Brille, Kontaktlinsen. Als Beleg für die Kosten einer Brille reicht eine ärztliche Bescheinigung. Steuerzahler sollten alle selbstgetragenen Kosten angeben, egal ob sie ein Kassengestell wählen oder nicht. Auch die Ausgaben für Augenoperationen mit Laser sind abziehbar.
Reha, Kur. Als Nachweis über Zuzahlungen zu einer Kur oder Reha verlangt das Finanzamt die Quittung und ein amtsärztliches Attest über die Notwendigkeit.

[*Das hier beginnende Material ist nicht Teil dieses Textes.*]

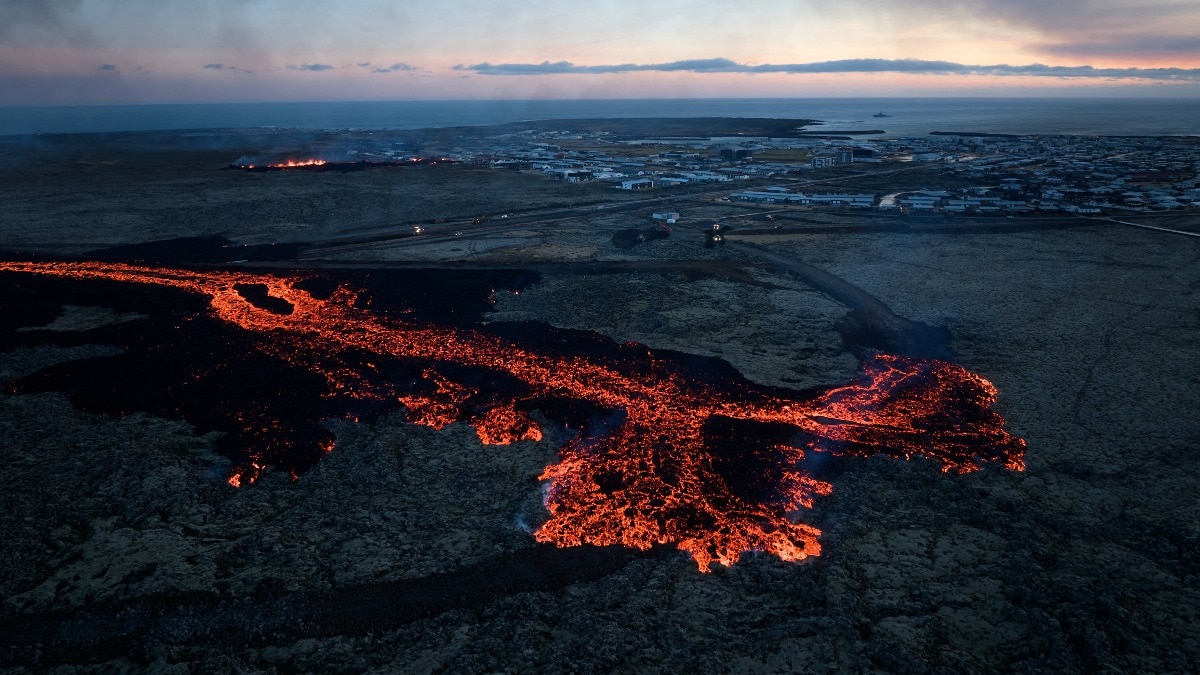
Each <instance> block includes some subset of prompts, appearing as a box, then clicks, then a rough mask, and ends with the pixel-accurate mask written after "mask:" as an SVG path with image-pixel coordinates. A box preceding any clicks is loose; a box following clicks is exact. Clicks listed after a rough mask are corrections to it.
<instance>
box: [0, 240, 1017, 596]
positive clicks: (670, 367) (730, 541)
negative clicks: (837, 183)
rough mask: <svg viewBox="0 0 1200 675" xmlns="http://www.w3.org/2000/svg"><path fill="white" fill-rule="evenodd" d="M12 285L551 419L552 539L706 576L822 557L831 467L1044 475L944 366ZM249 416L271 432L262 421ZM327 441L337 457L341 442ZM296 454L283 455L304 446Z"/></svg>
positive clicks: (289, 281) (86, 266)
mask: <svg viewBox="0 0 1200 675" xmlns="http://www.w3.org/2000/svg"><path fill="white" fill-rule="evenodd" d="M0 271H10V273H24V274H34V275H50V276H56V277H66V279H72V280H79V281H98V280H107V281H120V282H130V283H138V285H158V286H166V287H172V288H176V289H180V291H184V292H186V293H190V294H198V295H200V297H206V298H208V316H211V317H214V318H216V319H220V321H221V322H226V323H227V324H230V325H234V327H238V328H240V329H241V330H244V331H247V333H248V334H252V335H257V336H260V337H262V339H260V340H258V341H256V342H254V348H256V350H258V351H259V352H262V354H264V356H265V357H269V358H272V359H280V360H282V362H284V363H286V364H288V365H290V366H292V368H293V369H295V370H298V371H301V372H304V374H308V376H313V375H314V376H317V377H319V378H320V380H322V381H323V382H324V392H325V393H324V394H323V396H328V398H330V399H337V400H342V401H348V402H353V401H364V402H372V404H374V405H383V406H384V407H389V406H390V407H398V406H403V407H404V408H406V410H407V413H408V419H409V420H410V422H412V423H414V424H420V425H428V426H432V428H436V429H440V428H443V426H445V425H448V424H451V423H455V422H466V423H469V424H472V425H473V426H474V428H475V430H476V434H478V436H479V440H480V441H481V442H482V443H487V444H506V443H511V442H516V441H539V440H541V438H542V435H544V430H542V424H546V423H547V422H551V423H560V424H563V425H564V426H565V428H572V429H574V430H575V434H572V435H570V440H569V441H566V443H565V446H564V447H563V448H562V449H560V452H559V458H560V461H559V462H558V464H553V465H551V466H548V467H546V470H545V471H544V472H542V474H541V477H540V478H541V479H542V480H546V482H547V486H546V496H545V504H546V508H547V509H548V512H550V518H548V520H547V521H546V522H545V524H542V525H541V526H540V527H539V528H538V530H536V531H535V532H534V537H535V538H536V539H538V540H539V542H546V543H551V544H554V545H559V546H571V545H581V544H595V545H613V544H620V545H625V546H634V548H638V549H643V550H644V549H648V548H650V546H652V545H654V544H665V543H670V544H674V545H676V546H678V548H679V549H680V550H684V551H688V552H689V554H690V555H691V556H692V558H694V560H695V562H696V565H697V566H698V567H700V569H701V571H702V572H708V571H709V566H710V565H712V563H713V562H716V563H720V565H725V566H728V565H732V563H734V562H737V561H738V558H739V557H740V555H742V554H743V552H746V551H764V552H768V554H773V555H776V556H779V557H780V558H784V560H788V561H797V560H802V558H804V557H808V556H811V555H818V554H820V550H821V549H820V544H818V542H817V537H818V536H820V531H818V530H817V528H816V527H812V526H810V525H805V524H803V522H802V521H800V520H799V518H798V516H799V515H800V514H802V513H803V509H806V508H810V507H811V506H812V501H814V498H815V497H817V496H821V495H828V494H829V492H830V490H832V485H830V484H829V483H827V482H823V480H820V479H816V478H814V477H812V476H811V474H810V473H809V472H808V471H806V470H805V465H806V462H808V461H809V460H811V459H812V455H814V454H816V453H830V454H835V455H848V456H870V455H877V454H883V455H887V456H893V458H899V459H908V458H916V456H924V458H930V459H932V460H935V461H937V462H940V464H941V467H942V471H946V472H958V473H966V472H972V471H977V470H978V468H980V467H982V466H983V465H985V464H997V465H1001V466H1003V467H1006V468H1008V470H1013V471H1020V470H1022V468H1024V452H1025V442H1024V441H1022V440H1020V438H1016V437H1014V436H1012V435H1009V434H1008V432H1007V431H1006V430H1004V428H1003V424H1004V423H1003V419H1002V418H1001V417H1000V416H998V414H997V413H995V412H994V411H991V410H990V406H991V405H992V404H994V402H995V400H996V389H995V387H992V386H991V383H990V382H988V381H986V380H984V378H983V377H979V376H977V375H973V374H971V372H968V371H966V370H964V369H962V368H960V366H956V365H953V364H949V363H944V362H938V360H922V359H912V358H905V357H894V356H884V354H881V356H877V357H874V358H871V359H869V360H868V362H866V364H865V368H864V372H863V375H862V376H860V377H858V378H857V380H856V381H854V382H852V383H850V384H846V386H841V387H833V388H828V389H826V390H823V392H818V393H815V394H814V393H800V392H793V390H788V389H780V388H769V387H763V386H758V384H754V383H751V382H749V381H745V380H744V378H740V377H738V376H736V374H731V372H725V374H718V375H715V376H714V375H713V374H712V372H704V371H701V370H700V369H696V368H689V366H688V365H686V363H684V360H685V359H683V358H682V357H670V356H664V354H655V353H653V352H650V351H649V350H647V348H644V347H642V346H640V345H634V344H628V345H623V346H614V345H612V344H611V342H606V345H608V346H610V348H608V350H607V352H606V353H600V351H599V350H596V351H593V352H588V351H587V350H586V348H580V347H578V346H577V345H570V346H568V347H565V348H563V347H557V348H551V346H548V344H547V345H546V346H542V347H529V346H523V344H522V341H520V340H516V341H514V340H509V339H505V337H503V336H500V335H497V334H492V333H488V331H485V330H484V329H478V328H460V327H449V325H438V324H430V323H422V322H414V321H410V319H401V318H397V317H396V316H389V315H386V313H385V312H378V311H372V309H371V306H370V305H371V303H370V301H362V299H361V298H360V294H359V292H356V291H353V289H350V288H347V287H344V286H337V287H336V288H335V289H332V291H331V292H329V293H319V294H316V293H313V292H310V291H307V289H306V288H311V285H310V282H311V281H312V280H313V279H316V276H305V275H266V274H248V273H240V271H211V270H209V271H196V270H186V269H176V268H149V267H134V265H128V264H119V263H97V262H71V263H64V262H53V263H35V262H6V263H0ZM581 352H582V353H581ZM389 369H391V370H389ZM397 369H398V370H397ZM389 372H404V374H408V375H406V376H403V377H396V376H391V375H388V374H389ZM480 372H482V374H490V375H487V376H486V377H485V378H481V377H479V376H478V374H480ZM470 374H475V375H470ZM468 375H469V377H468ZM406 378H407V381H406ZM485 380H486V382H488V384H480V382H482V381H485ZM264 405H266V406H269V405H271V404H270V402H266V404H264ZM347 410H349V408H347ZM581 410H583V411H584V413H583V414H580V412H578V411H581ZM534 411H538V413H539V417H540V419H542V420H544V422H542V424H539V422H538V420H535V418H534V417H533V416H532V414H530V413H532V412H534ZM239 419H242V417H239ZM244 419H245V424H247V425H259V426H263V425H264V423H263V417H262V416H260V414H258V413H256V412H254V411H245V416H244ZM266 426H268V429H266V430H265V431H262V430H259V431H260V432H266V434H269V432H270V431H271V429H269V425H266ZM312 442H313V443H316V444H318V446H319V450H320V452H325V450H329V449H331V447H332V446H331V436H329V437H326V438H317V440H314V441H312ZM289 443H290V442H288V443H281V446H280V447H275V448H274V449H272V450H271V452H274V453H286V452H292V450H293V449H294V448H293V447H292V446H290V444H289ZM318 454H319V453H318ZM280 456H281V455H278V454H274V455H272V454H270V453H268V452H266V450H263V452H257V454H254V455H252V456H251V458H250V460H248V461H242V462H240V464H239V465H238V466H235V468H234V470H233V473H232V476H230V478H229V482H230V483H232V484H234V485H245V484H248V483H252V482H253V480H256V479H257V478H258V476H259V472H260V471H263V470H264V468H265V467H266V466H271V465H277V462H278V458H280Z"/></svg>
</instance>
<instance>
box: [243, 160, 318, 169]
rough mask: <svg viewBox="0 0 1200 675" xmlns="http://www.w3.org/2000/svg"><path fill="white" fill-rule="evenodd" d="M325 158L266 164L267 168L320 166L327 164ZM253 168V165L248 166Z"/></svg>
mask: <svg viewBox="0 0 1200 675" xmlns="http://www.w3.org/2000/svg"><path fill="white" fill-rule="evenodd" d="M328 163H329V162H326V161H325V160H288V161H286V162H277V163H274V165H266V166H268V168H296V167H322V166H325V165H328ZM250 168H254V167H250Z"/></svg>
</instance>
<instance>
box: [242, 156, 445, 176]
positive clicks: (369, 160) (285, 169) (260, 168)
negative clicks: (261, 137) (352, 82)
mask: <svg viewBox="0 0 1200 675" xmlns="http://www.w3.org/2000/svg"><path fill="white" fill-rule="evenodd" d="M445 163H454V160H449V159H446V157H433V159H425V157H409V159H408V160H359V161H355V162H349V161H344V162H337V161H330V160H317V159H310V160H286V161H282V162H264V163H257V162H247V161H245V160H239V161H236V162H234V163H232V165H229V167H228V168H232V169H242V171H248V172H256V173H259V172H275V171H312V172H330V171H334V172H354V171H366V169H368V168H377V167H408V166H418V165H445Z"/></svg>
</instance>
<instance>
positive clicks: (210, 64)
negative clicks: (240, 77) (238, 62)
mask: <svg viewBox="0 0 1200 675" xmlns="http://www.w3.org/2000/svg"><path fill="white" fill-rule="evenodd" d="M200 67H202V68H205V70H210V71H229V72H236V73H242V74H253V73H254V71H252V70H247V68H239V67H238V66H227V65H224V64H204V65H203V66H200Z"/></svg>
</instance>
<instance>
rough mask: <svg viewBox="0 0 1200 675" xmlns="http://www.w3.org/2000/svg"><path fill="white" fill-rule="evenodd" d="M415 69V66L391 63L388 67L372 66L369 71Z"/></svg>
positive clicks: (394, 71)
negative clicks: (373, 69) (374, 66)
mask: <svg viewBox="0 0 1200 675" xmlns="http://www.w3.org/2000/svg"><path fill="white" fill-rule="evenodd" d="M415 70H416V67H415V66H410V65H408V64H392V65H390V66H388V67H379V68H374V70H372V71H371V72H383V73H385V72H409V71H415Z"/></svg>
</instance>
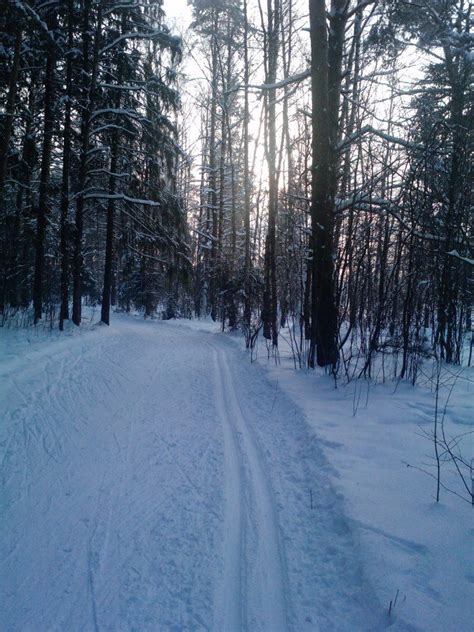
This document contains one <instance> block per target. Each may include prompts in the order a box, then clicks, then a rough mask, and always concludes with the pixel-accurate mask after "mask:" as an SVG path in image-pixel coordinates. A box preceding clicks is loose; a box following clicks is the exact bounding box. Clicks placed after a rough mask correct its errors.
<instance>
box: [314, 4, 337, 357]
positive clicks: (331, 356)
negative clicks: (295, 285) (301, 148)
mask: <svg viewBox="0 0 474 632" xmlns="http://www.w3.org/2000/svg"><path fill="white" fill-rule="evenodd" d="M309 11H310V30H311V81H312V126H313V130H312V151H313V156H312V168H311V173H312V189H311V219H312V250H313V254H312V279H311V281H312V288H311V289H312V297H311V345H310V353H309V358H308V363H309V366H310V367H314V366H315V361H317V363H318V365H319V366H328V365H333V366H334V365H335V364H336V362H337V358H338V349H337V311H336V306H335V300H334V290H335V288H334V261H333V255H334V248H333V230H334V197H333V196H334V193H335V191H334V183H333V178H334V177H335V165H334V160H335V154H334V150H332V149H333V148H332V147H331V143H334V141H335V139H334V129H333V130H331V129H330V125H331V122H332V120H331V118H333V117H334V116H337V113H336V114H334V113H332V115H331V116H330V115H329V103H330V102H331V104H332V105H333V106H334V103H335V97H334V93H331V95H330V94H329V82H328V74H329V73H328V66H329V59H328V37H327V25H326V6H325V1H324V0H310V2H309ZM333 72H334V71H333ZM330 96H331V98H330ZM337 103H338V101H337ZM331 132H333V133H331Z"/></svg>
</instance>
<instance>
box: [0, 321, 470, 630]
mask: <svg viewBox="0 0 474 632" xmlns="http://www.w3.org/2000/svg"><path fill="white" fill-rule="evenodd" d="M290 367H291V364H290V363H289V362H288V361H285V360H284V361H282V363H281V365H279V366H275V365H274V363H272V362H267V361H266V359H265V355H264V353H260V358H259V361H258V362H257V363H253V364H251V363H250V361H249V359H248V356H247V355H246V353H245V352H244V351H243V350H242V344H241V342H240V344H235V340H233V339H232V338H231V337H229V336H226V335H222V334H220V333H218V331H217V330H216V327H215V326H214V325H208V324H206V323H204V324H203V323H196V322H194V323H189V322H188V323H183V322H177V323H174V322H160V321H151V322H150V321H143V320H142V319H140V318H134V317H129V316H125V315H114V319H113V323H112V326H111V327H104V326H94V327H91V326H85V327H84V329H83V330H82V331H74V332H72V331H70V332H67V333H65V334H63V335H61V336H60V335H59V334H56V333H53V334H51V335H46V334H43V333H42V332H41V330H40V332H39V333H34V332H31V330H30V331H28V332H25V331H12V330H6V329H3V330H0V398H1V402H2V410H3V412H2V424H1V427H0V450H1V458H2V504H3V507H2V515H3V516H4V518H3V523H2V538H1V541H0V601H1V609H0V629H2V630H5V631H8V632H10V631H11V632H14V631H15V632H16V631H19V632H20V631H21V632H28V631H30V630H31V631H32V632H50V631H51V632H52V631H56V630H57V631H61V632H63V631H66V630H67V631H68V632H69V631H72V632H76V631H80V630H84V631H89V630H91V631H93V632H96V631H105V630H109V631H113V632H119V631H122V630H124V631H128V630H137V631H140V632H141V631H148V630H149V631H161V630H166V631H167V630H174V631H178V630H216V631H219V632H221V631H222V632H234V631H237V630H248V631H249V632H250V631H252V632H253V631H255V632H259V631H262V632H263V631H265V632H277V631H278V630H289V631H293V632H300V631H301V632H304V631H305V630H308V631H309V630H314V631H321V632H325V631H327V632H329V631H334V632H346V631H347V632H358V631H361V632H365V631H367V632H369V631H374V632H376V631H378V630H384V629H386V628H390V630H400V631H401V630H419V631H426V632H428V631H429V632H436V631H440V632H441V631H443V632H449V631H451V630H452V631H453V632H454V631H456V632H458V631H459V632H460V631H463V630H468V629H470V625H471V622H472V615H473V611H472V601H471V594H470V590H472V582H473V579H474V576H473V575H474V573H473V569H472V548H471V544H470V543H469V538H472V528H471V522H470V521H471V516H472V509H471V507H469V505H468V504H467V503H464V502H463V501H461V500H460V499H458V498H456V497H455V496H452V495H449V494H448V493H444V492H443V490H442V502H441V503H440V504H439V505H436V504H435V503H434V502H433V500H432V497H431V495H432V493H433V484H434V481H432V479H430V478H429V477H428V476H425V475H424V474H423V473H421V472H419V471H418V470H415V469H414V468H407V466H406V465H405V464H404V462H409V463H410V464H411V465H414V466H420V467H423V462H424V460H426V459H425V455H426V454H429V453H430V452H431V450H432V448H431V446H430V444H429V442H428V441H427V439H425V438H422V437H420V436H419V430H420V429H419V426H420V425H421V427H425V428H426V429H428V428H429V427H430V424H431V423H432V407H433V396H432V394H431V393H430V392H429V390H428V389H422V388H418V389H415V390H414V389H412V388H411V387H408V386H404V385H399V387H398V389H397V392H396V394H395V395H393V394H392V393H393V390H394V388H393V385H391V386H377V387H372V388H371V391H370V393H369V397H368V405H367V407H365V402H366V396H365V394H364V393H363V394H362V396H361V397H360V398H359V396H358V394H356V396H355V397H354V391H353V390H352V391H351V389H354V388H355V386H354V385H351V386H350V387H346V388H342V387H341V388H339V389H338V390H334V385H333V384H332V383H331V380H330V379H329V378H328V377H325V376H323V375H321V374H318V373H311V374H309V373H306V372H295V371H293V370H291V368H290ZM471 379H472V375H471ZM459 384H460V386H459V388H457V389H455V391H453V396H452V399H451V401H450V408H449V410H448V414H450V412H449V411H451V410H452V411H453V413H452V415H451V417H450V418H449V422H450V423H453V424H457V425H458V426H460V427H461V426H462V427H463V428H464V429H465V430H466V429H467V428H466V425H467V424H468V423H470V421H471V417H472V415H471V417H470V415H469V413H470V412H471V413H472V409H471V411H469V405H470V403H472V398H471V400H469V397H471V396H472V383H471V382H469V381H467V380H464V379H463V380H462V381H460V382H459ZM362 386H364V385H361V384H360V383H359V385H358V386H357V388H359V389H360V388H361V387H362ZM354 402H358V405H355V404H354ZM354 408H358V410H357V413H356V415H355V416H354V415H353V411H354ZM463 424H465V425H463ZM445 469H446V474H445V476H446V477H448V479H446V481H445V482H446V484H448V482H449V483H451V482H454V483H455V482H456V481H455V480H454V481H451V480H449V477H452V475H451V474H450V473H449V471H448V469H449V468H447V467H445ZM397 590H398V597H397V603H396V604H395V607H394V608H392V613H391V615H390V616H389V615H388V607H389V603H390V600H394V599H395V595H396V594H397Z"/></svg>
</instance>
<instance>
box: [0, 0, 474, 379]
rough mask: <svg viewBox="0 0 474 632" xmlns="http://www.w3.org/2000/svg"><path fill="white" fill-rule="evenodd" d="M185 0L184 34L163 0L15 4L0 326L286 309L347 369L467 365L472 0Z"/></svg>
mask: <svg viewBox="0 0 474 632" xmlns="http://www.w3.org/2000/svg"><path fill="white" fill-rule="evenodd" d="M189 4H190V5H191V7H190V10H192V23H191V25H190V28H189V29H188V33H187V34H186V37H185V39H184V40H183V38H181V37H180V36H178V35H176V34H174V33H173V32H172V31H171V30H170V28H169V27H168V26H167V23H166V16H165V14H164V11H163V7H162V3H161V2H156V1H149V2H145V3H143V2H140V3H138V2H135V1H130V2H120V3H117V2H114V1H105V0H104V1H94V0H83V1H81V2H77V1H75V0H67V1H63V2H45V1H42V0H38V2H33V1H26V0H15V1H13V0H11V1H10V0H9V1H8V2H5V3H2V10H1V14H0V25H1V33H2V42H1V48H0V55H1V57H0V61H1V66H0V73H1V81H0V100H1V103H2V110H3V112H2V122H1V124H2V135H1V145H0V231H1V244H2V249H1V270H2V272H1V275H2V279H1V284H0V310H1V314H2V322H3V324H5V323H7V322H9V321H11V320H12V319H16V320H17V321H18V318H19V317H20V320H21V322H22V323H23V324H26V325H30V324H31V323H35V324H37V323H38V322H39V321H48V322H49V324H50V326H53V323H54V326H55V327H56V326H59V328H60V329H62V328H63V327H64V321H65V320H67V319H71V320H72V322H73V323H74V324H75V325H80V323H81V309H82V305H83V303H87V304H97V303H100V304H101V306H102V307H101V319H102V321H103V322H104V323H106V324H108V323H109V321H110V309H111V307H112V309H115V310H117V309H118V310H125V311H130V310H134V309H136V310H141V311H142V312H143V313H144V315H145V316H152V315H160V316H161V317H163V318H173V317H177V316H191V315H197V316H199V317H202V316H206V315H210V316H211V317H212V319H213V320H218V321H220V322H222V326H223V327H228V328H230V329H233V328H239V329H240V330H242V331H243V332H244V334H245V337H246V342H247V346H252V345H253V344H255V340H256V338H257V336H258V335H259V334H261V335H262V336H263V337H264V339H266V340H267V341H268V345H269V352H270V353H277V349H278V339H279V333H280V331H282V330H284V331H286V330H287V328H289V331H290V335H291V337H292V344H293V347H294V349H295V353H296V355H297V357H298V361H299V363H300V364H301V365H303V366H310V367H312V366H315V365H316V364H318V365H320V366H327V367H331V369H332V370H333V371H338V372H343V373H345V374H346V375H347V376H348V377H350V375H352V374H357V375H370V373H371V368H372V365H373V359H374V357H375V356H380V355H382V356H390V357H391V358H392V360H393V359H395V361H394V362H391V363H390V370H391V371H394V374H395V375H396V376H400V377H402V378H409V379H412V380H415V379H416V375H417V367H418V365H419V362H420V359H422V358H423V357H426V356H432V355H434V356H436V357H438V358H440V359H443V360H446V361H447V362H450V363H459V361H460V356H461V350H462V346H463V340H464V339H465V336H466V334H467V333H468V332H469V331H470V328H471V304H472V286H471V285H470V283H469V281H470V272H471V271H472V261H473V260H472V215H471V214H470V208H471V185H472V161H471V151H472V137H471V136H470V131H471V130H472V117H473V110H472V107H473V101H472V91H471V81H472V34H471V32H470V28H471V21H472V6H471V3H469V2H467V1H462V0H456V1H451V0H422V1H420V2H419V1H417V2H406V1H402V0H390V1H382V0H381V1H369V0H366V1H365V0H363V1H358V2H352V1H348V0H332V2H330V3H329V4H328V3H325V2H324V0H319V1H316V0H312V1H310V2H309V4H308V3H305V2H301V1H297V0H271V1H270V0H268V1H267V2H266V3H265V2H260V1H259V2H245V1H244V2H242V1H240V0H235V2H234V1H229V2H224V1H219V0H209V1H206V0H199V1H198V0H196V1H195V2H190V3H189ZM326 5H327V6H326ZM308 10H309V13H308ZM183 56H184V58H185V59H184V61H186V59H187V58H189V59H191V62H192V63H194V65H195V66H196V67H197V68H198V71H199V72H198V73H197V75H196V76H195V77H192V76H190V73H188V74H186V73H185V72H182V71H181V70H180V67H181V66H182V65H183ZM188 68H189V64H188ZM20 315H21V316H20ZM354 358H357V361H356V362H355V363H354ZM354 367H356V368H354Z"/></svg>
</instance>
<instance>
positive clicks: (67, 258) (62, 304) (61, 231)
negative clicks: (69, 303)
mask: <svg viewBox="0 0 474 632" xmlns="http://www.w3.org/2000/svg"><path fill="white" fill-rule="evenodd" d="M73 12H74V6H73V1H72V0H68V51H67V58H66V105H65V112H64V149H63V174H62V187H61V219H60V251H61V308H60V315H59V330H60V331H63V329H64V321H65V320H67V319H68V318H69V260H68V244H67V225H68V214H69V172H70V166H71V100H72V57H71V55H72V50H73V26H74V25H73Z"/></svg>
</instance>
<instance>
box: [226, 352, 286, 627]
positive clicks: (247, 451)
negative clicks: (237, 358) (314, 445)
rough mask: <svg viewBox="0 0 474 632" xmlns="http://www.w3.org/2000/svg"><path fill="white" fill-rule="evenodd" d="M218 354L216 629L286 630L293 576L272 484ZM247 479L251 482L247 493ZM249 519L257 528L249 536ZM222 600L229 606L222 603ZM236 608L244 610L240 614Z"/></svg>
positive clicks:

Hilfsmittel. Bei Zuzahlungen für Hilfsmittel wie Rollstühle, Einlagen, Hörgeräte, Prothesen reicht der Nachweis per Kaufquittung und ärztlicher Bescheinigung.
Ausgaben für vorbeugende Behandlungen zählen nie. Das Finanzamt erkennt nur „unmittelbare“ Krankheitskosten an. Das sind Ausgaben für die Heilung einer Krankheit oder die Linderung von Folgen.
Keine Chance bei den Finanzbeamten haben Kosten für Schönheitsoperationen aus kosmetischen Gründen oder für die Pilgerfahrt nach Lourdes.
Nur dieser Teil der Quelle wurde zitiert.